Richards and the Flyers have agreed on a 12-year, $68.4 million contract extension, meaning Richards will be wearing black and orange through the 2019-20 season. Beginning in 2008-09, Richards will count $5.7 million against the Flyers’ salary cap. He is making $942,400 this season, the last on his three-year entry contract.
“We consider Mike one of our core players in terms of his play and his leadership, and we believe there’s more growth in his game in terms of production and also in terms of leadership,” general manager Paul Holmgren said during a news conference prior to the Flyers’ against the Montreal Canadiens on Thursday night.
“I think Mike Richards brings a lot of intangibles to our team,” continued Holmgren. “Some are seen on the ice and some are unseen in terms of what he does in the locker room, his presence, the way he carries himself. Wearing a letter (alternate captain) this year at a young age, 22, speaks volumes to how the coaches and the organization feel about him as a young leader. He had the ‘A’ on last year a few times. Not only is he a good young player, he’s a good young leader.”
The deal is the richest signed since the lockout, topping the $67.5 million New York Islanders goalie Rick DiPietro will make during the 15-year deal he signed in September 2006. At 12 years, it trails only DiPietro’s contract for the longest in League history.
Said Richards, “I am very happy to be a part of the organization for hopefully the rest of my career. It's just exciting to be a part of something that has such a great tradition and history as the Philadelphia Flyers.”

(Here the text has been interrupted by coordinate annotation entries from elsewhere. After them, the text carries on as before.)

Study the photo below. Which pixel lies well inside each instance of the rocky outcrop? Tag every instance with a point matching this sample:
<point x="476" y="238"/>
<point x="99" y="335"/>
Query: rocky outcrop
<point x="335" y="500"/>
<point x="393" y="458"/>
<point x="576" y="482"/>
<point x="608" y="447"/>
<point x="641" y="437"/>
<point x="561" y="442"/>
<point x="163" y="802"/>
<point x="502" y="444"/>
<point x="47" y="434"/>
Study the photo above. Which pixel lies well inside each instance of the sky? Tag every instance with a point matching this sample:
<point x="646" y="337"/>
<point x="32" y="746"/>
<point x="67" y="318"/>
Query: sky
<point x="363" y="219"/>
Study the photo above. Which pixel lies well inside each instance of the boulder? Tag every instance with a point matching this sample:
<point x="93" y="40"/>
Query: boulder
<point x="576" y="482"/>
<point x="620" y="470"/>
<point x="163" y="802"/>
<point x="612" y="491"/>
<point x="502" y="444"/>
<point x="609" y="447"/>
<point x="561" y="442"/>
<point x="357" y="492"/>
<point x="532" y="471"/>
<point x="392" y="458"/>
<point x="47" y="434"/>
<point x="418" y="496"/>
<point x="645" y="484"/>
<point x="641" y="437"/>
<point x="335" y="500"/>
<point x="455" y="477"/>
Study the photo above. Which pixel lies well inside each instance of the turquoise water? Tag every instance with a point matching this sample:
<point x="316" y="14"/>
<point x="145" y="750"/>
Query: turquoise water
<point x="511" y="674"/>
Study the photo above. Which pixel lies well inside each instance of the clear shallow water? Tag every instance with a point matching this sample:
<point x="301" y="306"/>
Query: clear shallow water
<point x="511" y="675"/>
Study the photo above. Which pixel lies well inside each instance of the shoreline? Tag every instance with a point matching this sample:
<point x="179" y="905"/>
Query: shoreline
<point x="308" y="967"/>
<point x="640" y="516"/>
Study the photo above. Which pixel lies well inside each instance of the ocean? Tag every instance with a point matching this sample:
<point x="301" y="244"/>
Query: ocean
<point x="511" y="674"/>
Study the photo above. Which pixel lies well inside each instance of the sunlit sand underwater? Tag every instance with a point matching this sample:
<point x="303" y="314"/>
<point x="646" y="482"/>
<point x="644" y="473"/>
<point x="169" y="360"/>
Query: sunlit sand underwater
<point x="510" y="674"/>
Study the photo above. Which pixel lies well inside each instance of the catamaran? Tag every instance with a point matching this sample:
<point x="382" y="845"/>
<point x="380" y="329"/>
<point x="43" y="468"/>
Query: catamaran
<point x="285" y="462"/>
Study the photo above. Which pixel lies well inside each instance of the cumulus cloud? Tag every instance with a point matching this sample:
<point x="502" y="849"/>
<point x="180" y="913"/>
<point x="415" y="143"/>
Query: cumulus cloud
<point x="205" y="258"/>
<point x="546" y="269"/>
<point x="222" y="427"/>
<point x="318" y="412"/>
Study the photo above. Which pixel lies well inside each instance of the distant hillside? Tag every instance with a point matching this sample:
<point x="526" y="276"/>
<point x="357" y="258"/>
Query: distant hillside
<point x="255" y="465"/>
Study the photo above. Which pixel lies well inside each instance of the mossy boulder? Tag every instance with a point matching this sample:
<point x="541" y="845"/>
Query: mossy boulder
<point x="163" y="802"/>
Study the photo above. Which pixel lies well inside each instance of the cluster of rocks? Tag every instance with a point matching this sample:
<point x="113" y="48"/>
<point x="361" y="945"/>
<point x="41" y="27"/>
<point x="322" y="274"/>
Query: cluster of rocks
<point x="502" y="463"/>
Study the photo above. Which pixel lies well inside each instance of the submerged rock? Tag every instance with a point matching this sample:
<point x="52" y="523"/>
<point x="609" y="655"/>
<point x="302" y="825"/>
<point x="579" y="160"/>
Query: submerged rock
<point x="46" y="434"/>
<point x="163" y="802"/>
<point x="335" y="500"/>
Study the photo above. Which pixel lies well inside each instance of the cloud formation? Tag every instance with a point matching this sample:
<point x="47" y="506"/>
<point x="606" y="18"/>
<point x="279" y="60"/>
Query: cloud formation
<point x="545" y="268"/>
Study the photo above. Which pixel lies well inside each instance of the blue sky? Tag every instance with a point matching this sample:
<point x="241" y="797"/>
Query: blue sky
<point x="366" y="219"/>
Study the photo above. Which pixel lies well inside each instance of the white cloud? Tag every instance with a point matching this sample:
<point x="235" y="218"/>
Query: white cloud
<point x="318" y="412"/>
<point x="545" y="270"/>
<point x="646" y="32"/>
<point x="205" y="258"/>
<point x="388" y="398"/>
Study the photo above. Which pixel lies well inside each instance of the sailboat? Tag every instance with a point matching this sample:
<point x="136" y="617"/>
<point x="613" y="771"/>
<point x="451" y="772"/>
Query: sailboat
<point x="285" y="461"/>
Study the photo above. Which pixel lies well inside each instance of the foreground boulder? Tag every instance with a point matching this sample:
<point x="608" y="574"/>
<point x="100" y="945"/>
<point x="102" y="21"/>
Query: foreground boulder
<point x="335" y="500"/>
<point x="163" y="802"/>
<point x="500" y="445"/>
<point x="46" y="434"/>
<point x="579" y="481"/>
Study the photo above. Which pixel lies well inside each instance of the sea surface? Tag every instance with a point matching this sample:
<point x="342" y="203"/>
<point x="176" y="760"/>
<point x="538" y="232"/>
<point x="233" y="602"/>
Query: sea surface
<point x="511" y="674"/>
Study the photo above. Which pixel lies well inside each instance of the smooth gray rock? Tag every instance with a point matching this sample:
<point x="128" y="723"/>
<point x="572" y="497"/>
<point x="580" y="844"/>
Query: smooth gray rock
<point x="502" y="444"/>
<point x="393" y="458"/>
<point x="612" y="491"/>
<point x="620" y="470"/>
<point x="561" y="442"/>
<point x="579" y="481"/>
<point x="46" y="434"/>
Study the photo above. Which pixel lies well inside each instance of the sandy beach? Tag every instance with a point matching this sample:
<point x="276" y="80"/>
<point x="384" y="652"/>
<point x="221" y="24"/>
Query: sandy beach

The 24th overall pick in the 2003 Entry Draft, Richards would have been a restricted free agent this summer. After seeing gigantic offer sheets handed out last summer to restricted free agents Thomas Vanek and Dustin Penner, Holmgren didn’t want to take any chances of losing his young center.
“I think the threat is real,” Holmgren said of the chance that a rival team could make an offer to Richards. “When you have young players that are going into a period of restricted free agency, it’s there. We didn’t want to get Mike into that situation.
“Having Mike done — he was one of our priorities. With the way he’s playing, it expedited the process. He’s a guy that was a priority.”
The 22-year-old native of Kenora, Ontario, had a miserable, injury-plagued 2006-07, finishing with just 10 goals and a minus-12 rating in 59 games, but he’s rebounded with the best start of his career. After scoring a total of 21 goals in his first two NHL seasons, Richards entered Thursday’s game leading the Flyers with 14 goals, 20 assists and 34 points in 28 games. He’s a plus-10 and leads all Flyers forwards in ice time at 21:06 per game. He also is tied for the League lead with three shorthanded goals, and is the only active player with two career 3-on-5 short-handed goals. He scored his first one as a rookie, on Oct. 22, 2005 in Toronto, and his second came this season, on Oct. 10 in Vancouver.
While the enormity of the deal is striking, Holmgren believes it will help long-term in allowing the club to re-sign young core players like forwards Jeff Carter and R.J. Umberger and defenseman Randy Jones – all of whom will be restricted free agents this summer – as well as team captain Jason Smith, who will be an unrestricted free agent.
“We talked about a lot of different scenarios, even longer than (12 years),” said Holmgren. “Talking with Peter (Luukko, team president) and Mr. (Ed) Snider (team chairman), we feel comfortable with 12 years. It was an opportunity to keep our cap number lower over those years, and it’s going to allow us hopefully to keep our group together here.”
Richards’ contract comes less than a month after Anaheim signed Ryan Getzlaf, taken five spots before Richards in the 2003 Draft, to a five-year, $26.625 million extension. Getzlaf has 52 career goals compared to Richards’ 35, and he also has a Stanley Cup. Holmgren said he had no pause in giving Richards a far richer deal.
“We need to do what’s right for the organization,” said Holmgren, “and we did that in signing Mike to this deal.”